One of the most valuable lessons I have learned as LilZ has grown up is that All Children Are Different. LilZ didn’t start reading when most of the kids his age did, and some people in our family made a big deal about that. “Why isn’t he reading yet? So-in-so is! You need to work with him more!” I really enjoyed hearing that because (a) it was assuming that I didn’t work with him – which couldn’t have been farther from the truth and (b) passively implied that there was something wrong with the speed at which LilZ was learning. Both things are fantastic to feel as a parent, by the way.
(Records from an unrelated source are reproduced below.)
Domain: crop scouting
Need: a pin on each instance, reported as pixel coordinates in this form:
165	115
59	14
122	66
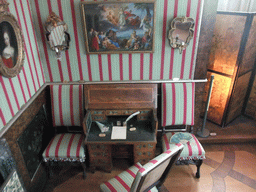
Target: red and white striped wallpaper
75	65
14	92
42	66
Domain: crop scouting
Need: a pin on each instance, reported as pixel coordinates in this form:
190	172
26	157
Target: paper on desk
118	132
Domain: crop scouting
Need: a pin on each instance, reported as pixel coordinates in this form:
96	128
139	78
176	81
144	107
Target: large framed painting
119	27
11	45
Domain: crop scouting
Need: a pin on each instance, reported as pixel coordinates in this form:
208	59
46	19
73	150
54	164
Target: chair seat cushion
193	149
65	147
123	181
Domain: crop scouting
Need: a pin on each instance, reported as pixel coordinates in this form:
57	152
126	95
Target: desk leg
100	157
144	152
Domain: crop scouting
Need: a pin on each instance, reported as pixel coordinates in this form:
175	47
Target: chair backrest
155	171
178	103
67	105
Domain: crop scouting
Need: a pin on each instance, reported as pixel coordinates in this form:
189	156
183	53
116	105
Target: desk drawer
113	112
97	112
98	117
128	112
122	151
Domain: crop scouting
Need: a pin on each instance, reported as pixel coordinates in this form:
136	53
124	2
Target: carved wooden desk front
109	103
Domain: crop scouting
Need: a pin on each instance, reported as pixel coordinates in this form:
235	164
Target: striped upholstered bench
144	178
67	110
178	110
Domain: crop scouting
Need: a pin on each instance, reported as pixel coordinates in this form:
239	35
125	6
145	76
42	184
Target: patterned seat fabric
178	100
65	147
193	149
129	180
67	110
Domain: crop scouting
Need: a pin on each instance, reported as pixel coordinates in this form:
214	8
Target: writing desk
139	144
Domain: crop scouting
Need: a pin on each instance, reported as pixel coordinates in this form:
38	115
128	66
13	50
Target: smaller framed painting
11	46
119	27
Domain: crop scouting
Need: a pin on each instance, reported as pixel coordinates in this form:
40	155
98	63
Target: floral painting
119	27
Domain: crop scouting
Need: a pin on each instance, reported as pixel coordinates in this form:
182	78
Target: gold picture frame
119	26
12	53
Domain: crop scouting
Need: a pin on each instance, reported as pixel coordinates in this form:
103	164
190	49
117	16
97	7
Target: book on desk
112	103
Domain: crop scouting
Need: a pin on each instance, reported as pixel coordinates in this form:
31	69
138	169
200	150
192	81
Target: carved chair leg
198	165
49	171
84	169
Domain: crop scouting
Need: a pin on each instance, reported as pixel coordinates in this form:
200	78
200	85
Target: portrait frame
114	27
11	68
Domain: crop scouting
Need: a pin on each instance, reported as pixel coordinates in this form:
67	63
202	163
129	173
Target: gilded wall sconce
181	32
56	34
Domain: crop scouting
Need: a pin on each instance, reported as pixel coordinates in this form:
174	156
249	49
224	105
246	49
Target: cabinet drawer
97	112
142	117
122	151
128	112
113	112
98	118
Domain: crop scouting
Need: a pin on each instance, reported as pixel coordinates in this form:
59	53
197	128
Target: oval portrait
11	46
8	42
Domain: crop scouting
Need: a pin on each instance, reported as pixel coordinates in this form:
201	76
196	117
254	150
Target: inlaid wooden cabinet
110	103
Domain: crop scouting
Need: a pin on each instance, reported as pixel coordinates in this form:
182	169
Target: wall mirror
56	34
181	32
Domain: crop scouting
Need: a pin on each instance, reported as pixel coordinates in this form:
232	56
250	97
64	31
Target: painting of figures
114	27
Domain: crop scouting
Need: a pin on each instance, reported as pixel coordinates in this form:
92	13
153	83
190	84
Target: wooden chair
149	177
67	111
178	112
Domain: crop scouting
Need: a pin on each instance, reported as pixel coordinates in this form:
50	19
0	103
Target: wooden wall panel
13	134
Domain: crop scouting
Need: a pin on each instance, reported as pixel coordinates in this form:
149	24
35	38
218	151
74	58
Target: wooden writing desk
112	102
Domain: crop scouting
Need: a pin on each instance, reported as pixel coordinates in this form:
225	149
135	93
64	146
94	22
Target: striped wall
75	65
41	65
14	92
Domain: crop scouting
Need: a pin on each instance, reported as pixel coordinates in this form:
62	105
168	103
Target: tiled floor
229	166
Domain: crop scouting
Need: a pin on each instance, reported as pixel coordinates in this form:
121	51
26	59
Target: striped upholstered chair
149	177
67	112
177	114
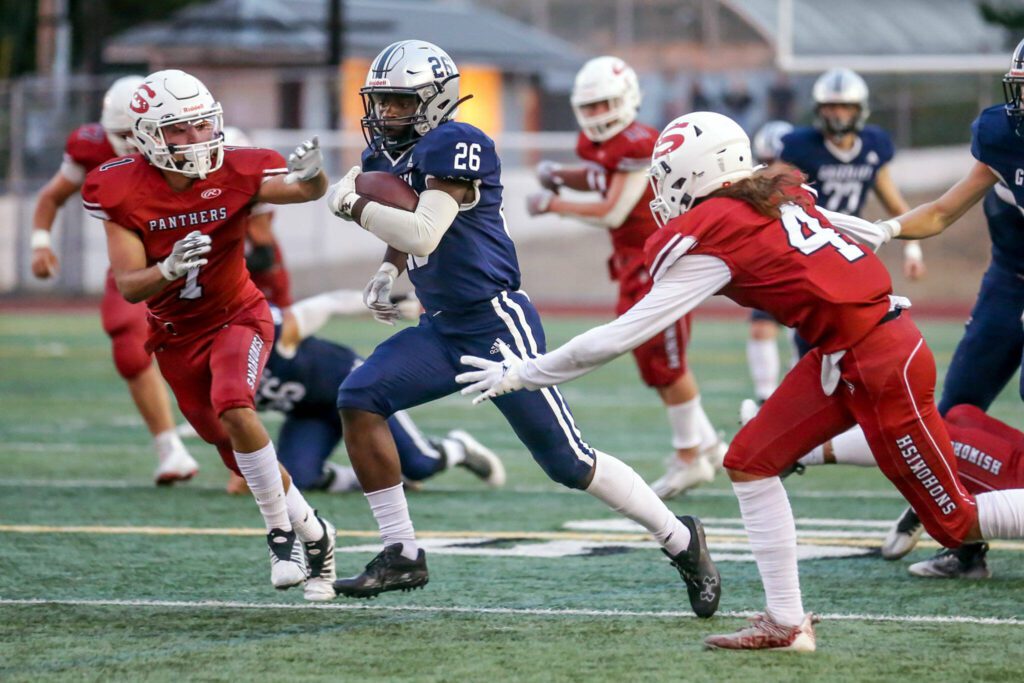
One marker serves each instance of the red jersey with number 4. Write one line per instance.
(629, 152)
(797, 267)
(134, 195)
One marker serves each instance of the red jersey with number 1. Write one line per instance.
(797, 267)
(134, 195)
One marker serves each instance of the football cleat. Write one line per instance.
(390, 570)
(903, 536)
(175, 465)
(288, 565)
(681, 476)
(704, 584)
(479, 460)
(968, 561)
(764, 634)
(320, 560)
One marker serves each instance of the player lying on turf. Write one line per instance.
(463, 263)
(175, 218)
(301, 380)
(758, 238)
(124, 323)
(615, 151)
(989, 457)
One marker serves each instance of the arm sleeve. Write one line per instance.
(684, 285)
(863, 231)
(416, 232)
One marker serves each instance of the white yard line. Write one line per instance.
(225, 604)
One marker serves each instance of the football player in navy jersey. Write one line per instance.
(992, 347)
(463, 264)
(844, 159)
(301, 380)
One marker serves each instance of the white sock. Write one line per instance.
(263, 476)
(303, 517)
(762, 357)
(685, 421)
(851, 447)
(167, 443)
(1000, 513)
(391, 512)
(815, 457)
(772, 534)
(616, 485)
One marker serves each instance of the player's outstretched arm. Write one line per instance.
(932, 218)
(682, 287)
(51, 198)
(135, 281)
(304, 181)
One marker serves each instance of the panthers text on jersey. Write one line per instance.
(842, 177)
(134, 195)
(85, 148)
(476, 258)
(797, 267)
(994, 143)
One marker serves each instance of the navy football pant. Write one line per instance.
(419, 365)
(305, 442)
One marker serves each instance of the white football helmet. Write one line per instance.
(768, 140)
(1013, 89)
(172, 96)
(115, 118)
(611, 80)
(695, 155)
(410, 68)
(840, 86)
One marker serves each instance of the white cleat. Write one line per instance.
(764, 634)
(479, 460)
(320, 559)
(288, 562)
(176, 465)
(681, 476)
(903, 536)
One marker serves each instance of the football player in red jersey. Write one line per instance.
(176, 217)
(87, 147)
(615, 150)
(759, 239)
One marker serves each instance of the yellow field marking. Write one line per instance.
(531, 536)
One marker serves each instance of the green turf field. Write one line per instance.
(102, 577)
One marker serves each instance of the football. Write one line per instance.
(387, 189)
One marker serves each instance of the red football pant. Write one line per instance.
(214, 370)
(125, 324)
(887, 387)
(988, 452)
(660, 359)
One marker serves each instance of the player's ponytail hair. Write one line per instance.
(769, 187)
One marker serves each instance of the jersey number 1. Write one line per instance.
(807, 235)
(192, 290)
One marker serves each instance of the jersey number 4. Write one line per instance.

Well – as anyone who knows LilZ now can attest – he definitely made up for lost time. The kid is an avid reader that has even started this year venturing into the world of popular adult fiction novels because he’s getting a wee bored with the “Teen” section at Barnes and Noble. So, the delay in learning to read? Did nothing to his long-term academic achievement.
Why, then, do I worry so much about NikkiZ not talking as much as the other kids in her class? She has a few words she says and knows what they mean: Trash. Baby. Trash. Puppy. Trash. Woof Woof. Trash. (If you give her something to throw away she will say “Trash” every time. Has she yet to say “Mommy” in a way that shows she knows it’s me? No.) She has a few sounds: Bay-Bay and Mee-Mee which seem to vary in meaning depending on the situation. Sometimes I think she’s saying “Mommy” in reference to me, but this weekend it seemed like it was her name for her Grandma. And “Bay-Bay” sometimes sounds like “Baby” when she is playing with her doll, but she also uses it when she wants a cracker or possibly has a stinky diaper.
Why do I care? The smart and logical part of me knows she will speak when she wants to and this is not a sign of slow development as much as it is a sign of her being damn stubborn. Sometimes she gives us that look like, “Yeah. Right. I’ll say ‘Daddy’ when you let me eat cookies for breakfast.” Other times she just looks bored. I honestly don’t believe there’s anything wrong with her. But – when the other kids in her class are all, “Mommy!” when their Moms get there or “Dog!” or “Cat!” or “Platypus!” when it’s storytime – I get a little frustrated because I want to hear my daughter say “Kack Kack” when I ask her what a duck does.
Instead she only consistently says, “No! No! No!” which, of course, is the other word she knows PERFECTLY. She points to things she’s not allowed to touch and says, “No! No! No!” to show us she knows not to touch Mommy’s beer. I guess I should be grateful for that. I think I’d rather have a toddler who knows the value of Mommy’s Friday Night Brew than one who knows her shirt is green.